FFmpeg Downsampling audio changes the spectral content

Started by Zeus101 5 years ago5 replieslatest reply 5 years ago543 views


I am new to the forum. Please pardon if I am not following forum rules. 

I am downsampling an audio using ffmpeg from 32KHz to 8Khz. The log frequency spectrogram of the original-32Khz shows no frequency content above 2048Hz. But after downsampling the audio to 8Khz the spectrogram show content above 2048hz. Is the shift expected because of down sampling? 

Original 32Khz 

Downsampled 8Khz.


ZeusOriginaldownsampled 8khz 

[ - ]
Reply by nelsonaNovember 30, 2019

Hello Zeus,

Just to be clear:

You state initially that you're downsampling from 32 KHz to 8 KHz (yet state that your original 32 KHz audio has no frequency content above 2.048 KHz, correct)?

If so, when downsampling to 8 KHz, you should have no frequency content over your downsample rate / 2. So if you downsample to 8 KHz, you should have no frequency content over 4 KHz.

If you're seeing something between 2.048 KHz and 4 KHz, my guess is that this was added by FFMpeg to avoid audio errors which may occur during the downsample process.

For instance, Audacity (a free audio editor/DAW), will add noise to an audio track when downsampling or dropping the bit-depth (I think it happens in both situations, but it may only occur in one, though I can't remember which off the top of my head).

My guess is that the added frequency content you're seeing, is from the noise that was added to your audio track. 

An easy way to find out for certain is to take a test tone (e.g. at 2 KHz - though the digital audio samplerate should be at 32 KHz) and downsample that to 8 KHz using FFMpeg. Once downsampled, look at the audio *.wav file in an audio editor and compare it to your original audio file. 

If you zoom in very closely to the audio waveform, you should see small differences between the two (this should be the added noise). 
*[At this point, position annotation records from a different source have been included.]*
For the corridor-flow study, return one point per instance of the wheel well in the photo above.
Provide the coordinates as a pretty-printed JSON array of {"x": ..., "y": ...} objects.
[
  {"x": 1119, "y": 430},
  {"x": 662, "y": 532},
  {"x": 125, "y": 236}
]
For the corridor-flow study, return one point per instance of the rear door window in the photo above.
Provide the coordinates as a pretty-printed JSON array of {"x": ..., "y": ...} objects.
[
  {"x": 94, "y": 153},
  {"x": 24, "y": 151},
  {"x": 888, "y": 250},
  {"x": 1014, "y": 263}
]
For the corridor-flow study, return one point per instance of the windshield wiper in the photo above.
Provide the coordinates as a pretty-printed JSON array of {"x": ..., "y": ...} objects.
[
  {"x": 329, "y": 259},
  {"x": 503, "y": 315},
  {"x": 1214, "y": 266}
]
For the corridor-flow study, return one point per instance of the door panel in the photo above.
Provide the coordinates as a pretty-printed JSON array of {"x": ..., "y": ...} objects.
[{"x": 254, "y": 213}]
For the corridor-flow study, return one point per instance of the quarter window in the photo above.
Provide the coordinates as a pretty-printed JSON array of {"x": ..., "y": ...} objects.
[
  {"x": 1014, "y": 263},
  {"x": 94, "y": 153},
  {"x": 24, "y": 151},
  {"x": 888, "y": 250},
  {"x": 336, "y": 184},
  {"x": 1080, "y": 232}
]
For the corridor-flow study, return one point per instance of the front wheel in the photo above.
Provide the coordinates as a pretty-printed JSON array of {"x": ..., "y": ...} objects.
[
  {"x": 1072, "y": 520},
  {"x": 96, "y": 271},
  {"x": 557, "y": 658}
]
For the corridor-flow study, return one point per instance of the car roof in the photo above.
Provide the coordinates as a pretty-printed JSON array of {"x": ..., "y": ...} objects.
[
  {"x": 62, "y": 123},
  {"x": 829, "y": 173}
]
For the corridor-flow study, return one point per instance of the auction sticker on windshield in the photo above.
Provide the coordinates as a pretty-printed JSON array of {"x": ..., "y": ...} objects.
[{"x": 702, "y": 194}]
By the way, these differences shouldn't be because the downsample, rather, you should notice that the test tone is more jagged for the downsampled version, than the original version. This jaggedness is due to the noise that was added.


[ - ]
Reply by jbrowerNovember 30, 2019


When you mention "Audacity will add noise to an audio track when downsampling" are you referring to dither ?  I have found a lot of online discussion on Audacity's use of dither, both pro and con.  I just wanted to make sure I'm researching the right thing.  Thanks.

[ - ]
Reply by nelsonaNovember 30, 2019

Hello Jeff,

You're absolutely correct, the noise Audacity added on a downsample/bit-depth drop is due to dithering.


[ - ]
Reply by chalilNovember 30, 2019

Hi, you may want to check your spectrogram setting, mainly the y axis setting.  this kind of display can come even come when you open the stream with different sampling rate settings. 

hope it helps


[ - ]
Reply by jbrowerNovember 30, 2019


First, your waveform displays do not match your description.  The first one (orig-spec_65570.png) should show 0 to 16 kHz, if the sampling rate was actually 32 kHz.  The second one (8k-spec_96191.png) should show 0 to 4 kHz, if the sampling rate was actually 8 kHz.  Are you cutting off some of the freq axis display when creating your images ?
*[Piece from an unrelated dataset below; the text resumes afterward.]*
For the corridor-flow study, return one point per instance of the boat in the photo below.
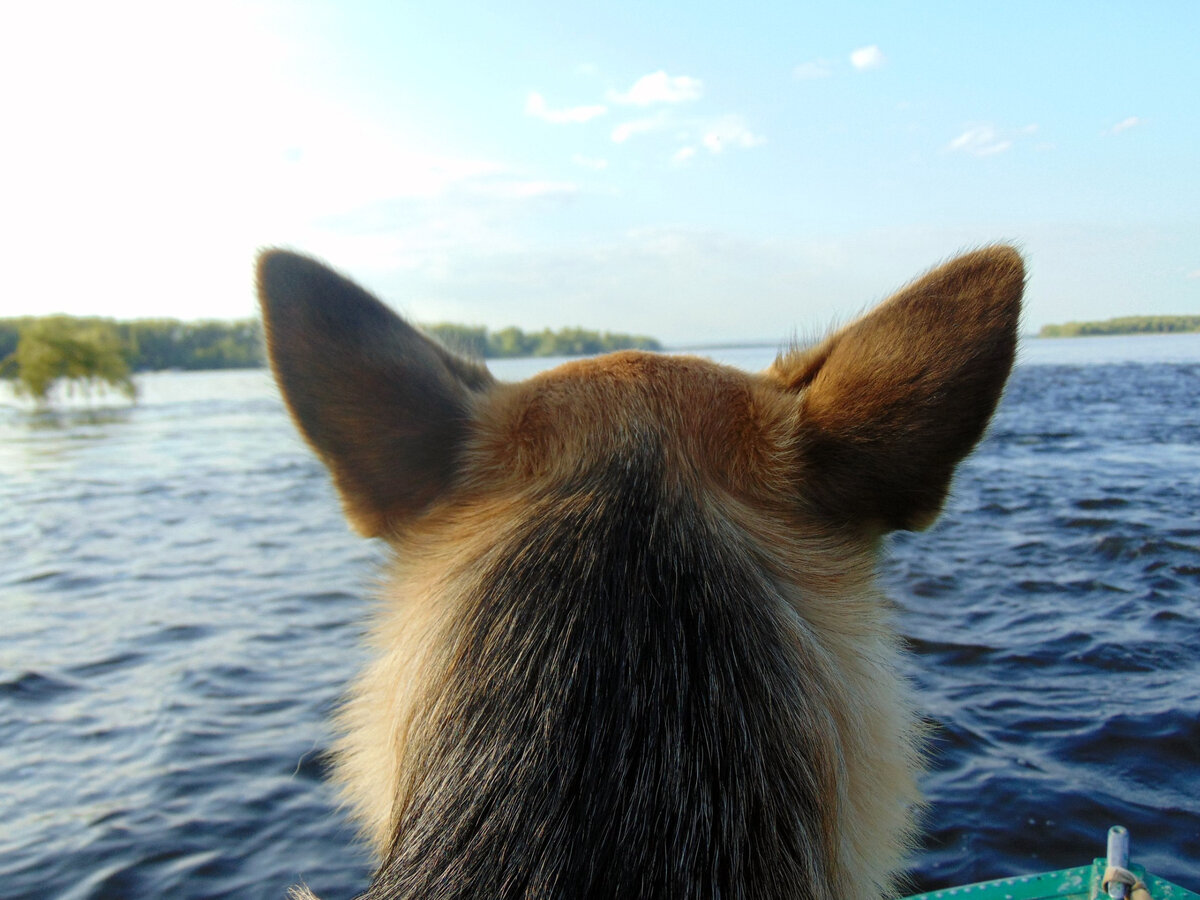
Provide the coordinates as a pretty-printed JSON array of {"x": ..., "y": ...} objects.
[{"x": 1110, "y": 876}]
Second, if I ignore your frequency axis labels, there is no noise added. The "upper area" (approx 8th out of 8 divisions) in the 1st plot exactly matches its corresponding freq axis area (6th out of 8 divisions) in the 2nd plot.

I have a feeling that if downsampling was in fact performed it was done right, but your freq axis labeling and display is causing confusion.